Retired criminal profiler John Douglas interviewed infamous killers like Richard Speck and cult leader Charles Manson as part of an FBI research program on offenders. His storied career meeting with convicted killers and profiling cases is the inspiration for hit shows like “Mindhunter.”
One challenging case Douglas helped analyze dealt with serial killer Joseph Paul Franklin. Douglas was tasked with creating a profile to help catch Franklin, who was suspected of targeting Black and Jewish people in the late 1970s.
“This was a racist serial killer,” Douglas told Oxygen.com in a Skype interview. “He was just so mobile. No one knew where he was, you know, in the country. So, this was like a mission impossible for me.”
Douglas details the manhunt and Franklin’s trial in his new book “The Killer’s Shadow: The FBI’s Hunt for a White Supremacist Serial Killer.”
Here are five terms or techniques Douglas used while working at the FBI.
1. Stepping Into The Victim’s Shoes
Although the focus for investigators is often solely on perpetrators, Douglas wanted to put himself into the mindset of a victim. This helped him and investigators personalize the case, give them more motivation to seek justice, and get a better understanding of the type of offender they were after, according to “The Killer’s Shadow.”
However, for a case like Franklin’s, viewing crimes from the victim’s perspective and finding a dynamic proved difficult, since the killer used a distanced, “blitz style of attack,” Douglas said.
“Anyone could be a victim with Franklin,” Douglas said. “He was an opportunist. He was always looking for the potential. If he saw a couple, now was the time and he would target them.”
2. Modus Operandi vs. Signature
Modus Operandi, or M.O., refers to how killers carry out their crimes. It’s learned behavior and can change as perpetrators gain more experience, according to Douglas. In Franklin’s case, he was a bank robber, a bomber, and an assassin who used different weapons.
“In his case, victimology is what’s going to link the cases, not the M.O.,” Douglas said.
Franklin was more focused on the result, rather than the act, according to “The Killer’s Shadow.”
"The common thread though, when you analyze it, was he was going after minority groups,” Douglas said.

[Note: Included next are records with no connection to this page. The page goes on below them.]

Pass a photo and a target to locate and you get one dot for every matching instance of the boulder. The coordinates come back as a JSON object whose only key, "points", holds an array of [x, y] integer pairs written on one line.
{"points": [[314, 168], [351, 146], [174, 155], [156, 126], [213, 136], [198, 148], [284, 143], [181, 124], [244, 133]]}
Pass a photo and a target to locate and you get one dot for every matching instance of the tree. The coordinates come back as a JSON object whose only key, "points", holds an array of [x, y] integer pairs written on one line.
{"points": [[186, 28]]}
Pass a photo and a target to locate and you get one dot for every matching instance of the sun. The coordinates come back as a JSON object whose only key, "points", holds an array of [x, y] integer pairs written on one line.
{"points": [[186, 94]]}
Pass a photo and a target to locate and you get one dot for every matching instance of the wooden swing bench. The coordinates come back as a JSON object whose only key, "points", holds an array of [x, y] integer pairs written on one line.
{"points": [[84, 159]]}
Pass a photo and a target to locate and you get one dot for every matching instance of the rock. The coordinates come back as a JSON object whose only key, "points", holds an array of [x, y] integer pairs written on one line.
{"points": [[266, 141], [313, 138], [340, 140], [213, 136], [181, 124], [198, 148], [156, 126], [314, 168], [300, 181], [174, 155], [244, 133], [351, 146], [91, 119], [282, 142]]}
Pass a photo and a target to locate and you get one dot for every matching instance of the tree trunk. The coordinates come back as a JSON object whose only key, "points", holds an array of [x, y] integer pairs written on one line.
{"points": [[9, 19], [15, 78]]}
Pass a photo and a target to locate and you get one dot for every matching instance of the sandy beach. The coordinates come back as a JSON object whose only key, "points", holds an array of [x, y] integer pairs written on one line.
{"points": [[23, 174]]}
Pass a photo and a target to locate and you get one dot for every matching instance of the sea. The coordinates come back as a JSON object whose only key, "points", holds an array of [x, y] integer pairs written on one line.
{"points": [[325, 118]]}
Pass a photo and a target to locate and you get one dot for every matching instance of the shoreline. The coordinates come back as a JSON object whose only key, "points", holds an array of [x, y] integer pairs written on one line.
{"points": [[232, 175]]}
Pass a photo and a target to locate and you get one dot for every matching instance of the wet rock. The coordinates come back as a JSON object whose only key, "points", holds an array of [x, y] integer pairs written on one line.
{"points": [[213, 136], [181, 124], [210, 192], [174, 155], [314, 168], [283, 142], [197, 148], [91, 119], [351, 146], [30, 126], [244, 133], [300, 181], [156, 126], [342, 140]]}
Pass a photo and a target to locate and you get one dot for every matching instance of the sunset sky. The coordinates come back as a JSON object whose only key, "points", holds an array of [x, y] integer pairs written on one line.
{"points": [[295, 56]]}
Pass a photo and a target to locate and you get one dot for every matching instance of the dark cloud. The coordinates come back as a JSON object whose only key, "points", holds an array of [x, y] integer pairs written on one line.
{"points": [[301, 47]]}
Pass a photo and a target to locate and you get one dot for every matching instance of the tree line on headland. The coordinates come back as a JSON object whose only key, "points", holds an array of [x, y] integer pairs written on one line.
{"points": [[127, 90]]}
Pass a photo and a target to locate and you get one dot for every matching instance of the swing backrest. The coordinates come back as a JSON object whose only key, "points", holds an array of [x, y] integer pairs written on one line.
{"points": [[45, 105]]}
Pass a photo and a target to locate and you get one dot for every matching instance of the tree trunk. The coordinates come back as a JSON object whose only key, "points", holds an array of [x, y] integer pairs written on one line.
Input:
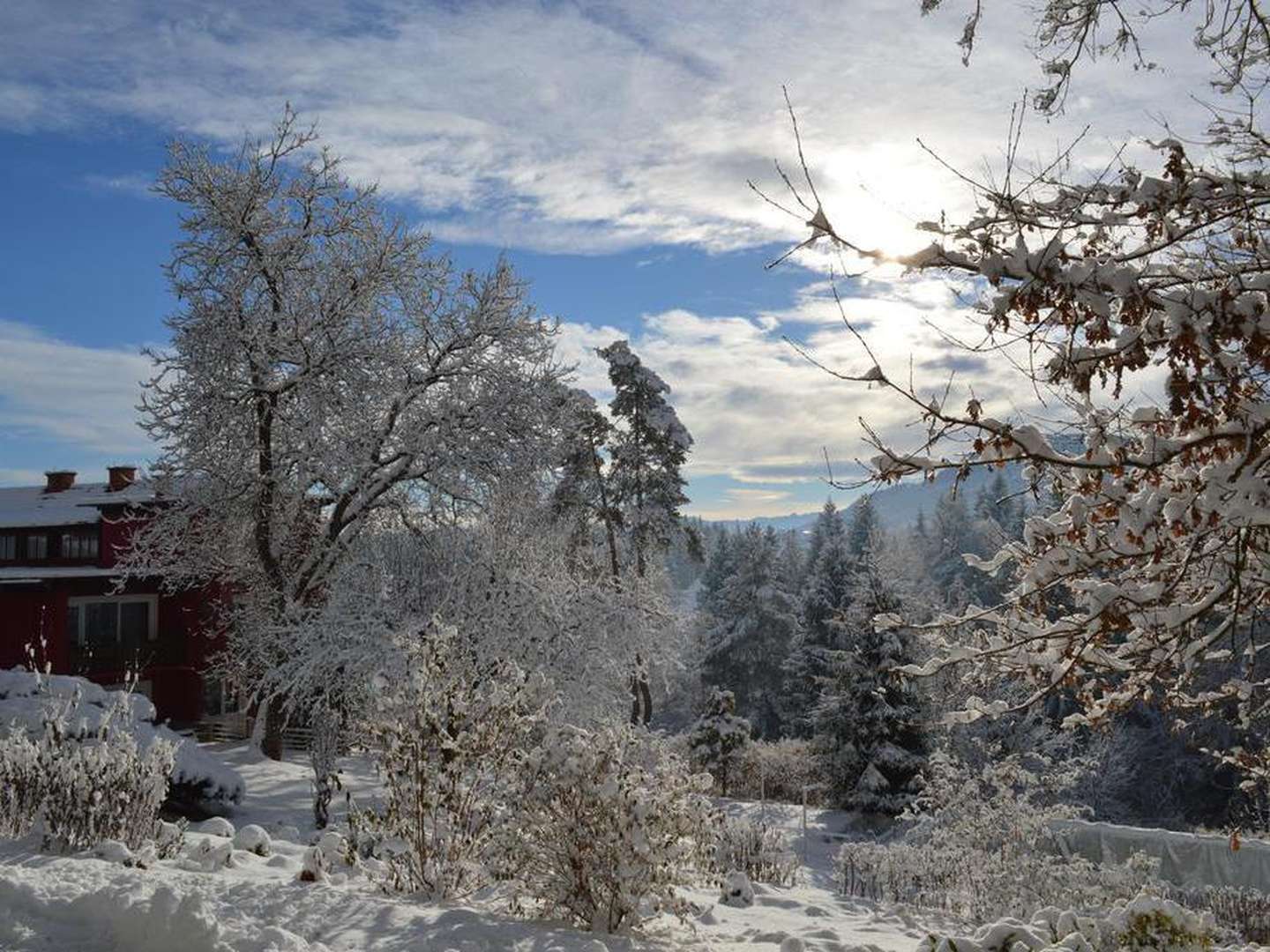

A killer’s signature is a more commonly known term to describe a ritual repeated by a killer. Oxygen’s show “Mark of a Killer” explores different signatures of serial offenders. Franklin’s “signature” was killing Black people, Jewish people, or bi-racial couples, according to Douglas.
3. Linkage Blindness
Since Franklin crossed state lines and had an ever-changing M.O., linkage blindness posed a possible issue to investigators.
“Linkage blindness is where the police and law enforcement, in general, cannot link cases together because there are dissimilarities within ... the modus operandi,” Douglas said.
Another potential pitfall is that investigators can wind up linking cases that appear similar but are not committed by the same perpetrator, according to Douglas.
Murders committed by the man dubbed the “.22-Caliber Killer” in New York were initially included in a case file Douglas reviewed on Franklin, according to the book. The real killer in that case, Joseph Christopher, largely targeted Black men, but used completely different methods than Franklin. (In two 1980 murders Christopher may have committed, but was never convicted of, the victims' hearts were cut out.)
“When I did the analysis up in Buffalo, I said these shootings have nothing to do with Joseph Franklin because there is a .22 caliber,” Douglas said. “Franklin is using high-powered rifles and as far as the hearts being cut out of the body, no that’s not Franklin.”
Franklin’s “style” was to put distance between himself and victims, Douglas said.
4. Tension Release
Franklin’s demise was partly due to the revealing chats he had with other incarcerated people, Douglas said. The author refers to the act of someone divulging their secrets or confessing crimes to someone they view as a peer after an intense interrogation as “tension release.”
“It’s a way for them to express themselves,” Douglas said. “They like to talk. So, after an interrogation, there’s a good chance that he has to express himself.”
The bureau developed informants and then was able to get them to testify against Franklin at his trial, according to Douglas.
5. Voice Vacuum
Another interview tactic FBI agents deployed on Franklin was called a “voice vacuum.”
Subjects who want to be in control tend to fill lulls in conversation and offer up more information. Douglas advised this to an FBI agent set to interview Franklin, and the tip led to Franklin filling in more details of his crimes.
A “voice vacuum” was a common occurrence in hostage situations and during interviews he conducted with subjects in his FBI research program, according to Douglas’ book.
“The Killer’s Shadow” is available now.